The UN Statistics Division (UNSD) is responsible for bringing together data on the Sustainable Development Goals, and does a generally pretty good job of explaining the just-agreed targets and indicators on its new(ish) website. Let’s remind ourselves that Goal 2 is: “End hunger, achieve food security and improved nutrition and promote sustainable agriculture.” And that Target 2.5 and its associated indicators are as follows:
The UNSD website presents the challenge under the heading: Increased efforts are needed to achieve the 2020 target on maintaining genetic diversity. But what’s the baseline? Here’s what it has to say specifically on genebanks (Indicator 2.5.1):
By the end of 2016, 4.7 million samples of seeds and other plant genetic material had been conserved in 602 gene banks across 82 countries and 14 regional and international centres. Over the past 11 years, the rate of increase in gene-bank holdings has slowed.
There’s even a graph:
These figures, however, are a bit of a departure from the ones we usually use, which come from the Second Report on the State of the World’s Plant Genetic Resources for Food and Agriculture (SoWPGR2). That said there were 7.4 million accessions in 1,750 genebanks in 2010. This is from the “synthetic account” of SoWPGR2, a kind of executive summary:
Have 1,148 genebanks up and disappeared? No, I don’t think so. What’s happened is that UNSD is using data from FAO’s ongoing efforts to monitor implementation of the Global Plan of Action on PGRFA, and prepare the third SoWPGR, and these are still incomplete, not all countries having reported yet (there’s a couple of years still to go on that process, but an update was provided to the FAO Commission on Genetic Resources for Food & Agriculture earlier this year). Likewise, 2 million-odd accessions have not gone up in smoke. It could be just incomplete data again. Or maybe UNSD is using data on Annex I crops only? The metadata behind the UNSD information on Target 2.5 refers to “unique” accessions in long- and medium-term conservation, rather than total number of accessions, so it could be that too. Here’s the relevant excerpt from SoWPGR2:
Based on figures from the World Information and Early Warning System (WIEWS) and country reports, it is estimated that about 7.4 million accessions are currently maintained globally, 1.4 million more than were reported in the first SoW report. Various analyses suggest that between 25 and 30 percent of the total holdings (or 1.9-2.2 million accessions) are distinct, with the remainder being duplicates held either in the same or, more frequently, a different collection.

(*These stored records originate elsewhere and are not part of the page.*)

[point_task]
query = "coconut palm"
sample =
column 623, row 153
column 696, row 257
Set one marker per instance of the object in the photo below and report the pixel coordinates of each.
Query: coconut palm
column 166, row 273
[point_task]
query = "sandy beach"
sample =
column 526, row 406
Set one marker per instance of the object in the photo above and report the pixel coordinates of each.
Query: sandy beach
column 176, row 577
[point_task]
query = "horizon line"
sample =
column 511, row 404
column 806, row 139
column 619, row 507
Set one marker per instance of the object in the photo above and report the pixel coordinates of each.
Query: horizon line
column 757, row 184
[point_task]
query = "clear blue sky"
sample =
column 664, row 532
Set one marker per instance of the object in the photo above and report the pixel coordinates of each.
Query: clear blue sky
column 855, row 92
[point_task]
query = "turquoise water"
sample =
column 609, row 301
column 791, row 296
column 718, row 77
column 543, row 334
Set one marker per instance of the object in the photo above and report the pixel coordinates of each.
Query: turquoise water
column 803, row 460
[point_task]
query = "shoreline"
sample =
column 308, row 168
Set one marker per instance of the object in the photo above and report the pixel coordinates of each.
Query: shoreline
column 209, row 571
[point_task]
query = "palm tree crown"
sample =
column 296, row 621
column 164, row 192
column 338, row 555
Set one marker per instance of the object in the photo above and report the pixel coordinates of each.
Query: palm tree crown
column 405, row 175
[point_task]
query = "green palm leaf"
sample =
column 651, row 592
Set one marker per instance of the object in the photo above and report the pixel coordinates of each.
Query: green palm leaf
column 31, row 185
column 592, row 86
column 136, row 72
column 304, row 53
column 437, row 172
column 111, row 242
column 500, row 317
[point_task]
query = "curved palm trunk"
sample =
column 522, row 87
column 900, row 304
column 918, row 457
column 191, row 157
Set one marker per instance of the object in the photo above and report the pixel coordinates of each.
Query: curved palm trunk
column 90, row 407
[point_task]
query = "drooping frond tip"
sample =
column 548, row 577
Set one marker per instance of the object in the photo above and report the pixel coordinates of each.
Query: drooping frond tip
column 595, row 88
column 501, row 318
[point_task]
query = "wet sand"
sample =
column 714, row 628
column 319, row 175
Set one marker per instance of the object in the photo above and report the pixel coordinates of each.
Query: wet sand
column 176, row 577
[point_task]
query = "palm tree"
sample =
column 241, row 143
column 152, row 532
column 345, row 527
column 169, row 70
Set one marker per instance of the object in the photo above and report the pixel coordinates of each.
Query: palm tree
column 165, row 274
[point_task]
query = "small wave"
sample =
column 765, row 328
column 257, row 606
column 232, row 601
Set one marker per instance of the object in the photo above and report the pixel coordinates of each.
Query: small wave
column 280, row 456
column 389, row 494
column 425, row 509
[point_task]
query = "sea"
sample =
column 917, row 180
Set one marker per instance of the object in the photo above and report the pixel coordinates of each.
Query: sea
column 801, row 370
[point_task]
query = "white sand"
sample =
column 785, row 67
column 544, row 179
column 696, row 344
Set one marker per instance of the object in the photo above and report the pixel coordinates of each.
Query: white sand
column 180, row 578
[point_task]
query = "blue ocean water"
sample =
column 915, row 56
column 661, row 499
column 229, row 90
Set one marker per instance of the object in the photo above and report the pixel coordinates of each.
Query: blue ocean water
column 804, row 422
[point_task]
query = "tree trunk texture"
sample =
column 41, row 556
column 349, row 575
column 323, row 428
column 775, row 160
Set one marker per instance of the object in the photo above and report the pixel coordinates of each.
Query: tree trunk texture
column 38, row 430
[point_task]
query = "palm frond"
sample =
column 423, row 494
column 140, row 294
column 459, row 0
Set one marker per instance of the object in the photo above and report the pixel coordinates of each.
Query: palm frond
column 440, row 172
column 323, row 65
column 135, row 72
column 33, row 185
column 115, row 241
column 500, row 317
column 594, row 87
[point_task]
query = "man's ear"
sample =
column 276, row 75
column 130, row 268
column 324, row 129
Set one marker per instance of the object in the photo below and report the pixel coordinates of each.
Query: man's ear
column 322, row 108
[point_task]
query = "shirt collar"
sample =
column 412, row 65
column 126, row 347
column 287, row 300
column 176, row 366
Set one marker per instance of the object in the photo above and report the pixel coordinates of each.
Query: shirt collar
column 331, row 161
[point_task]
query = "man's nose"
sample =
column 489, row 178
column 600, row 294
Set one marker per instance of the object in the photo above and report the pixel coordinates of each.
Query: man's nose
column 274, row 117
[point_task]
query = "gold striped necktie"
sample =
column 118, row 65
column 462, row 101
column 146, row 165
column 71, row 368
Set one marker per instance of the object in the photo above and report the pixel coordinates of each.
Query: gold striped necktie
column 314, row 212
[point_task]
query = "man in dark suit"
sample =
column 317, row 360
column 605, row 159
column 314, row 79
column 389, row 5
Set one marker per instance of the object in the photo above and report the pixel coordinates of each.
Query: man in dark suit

Germplasm of crops listed under Annex I of the ITPGRFA is conserved in more than 1,240 genebanks worldwide and adds up to a total of about 4.6 million samples. Of these, about 51 percent is conserved in more than 800 genebanks of the Contracting Parties of the ITPGRFA and 13 percent is stored in the collections of the CGIAR centres.
Anyway, I’m sure all this will be sorted out in due course. Let’s not quibble. It’s difficult pulling these data together from dozens of countries, plus regional and international organizations as well, and just having genebanks recognized as crucial to the goal of ending hunger is pretty cool, no matter how you count them.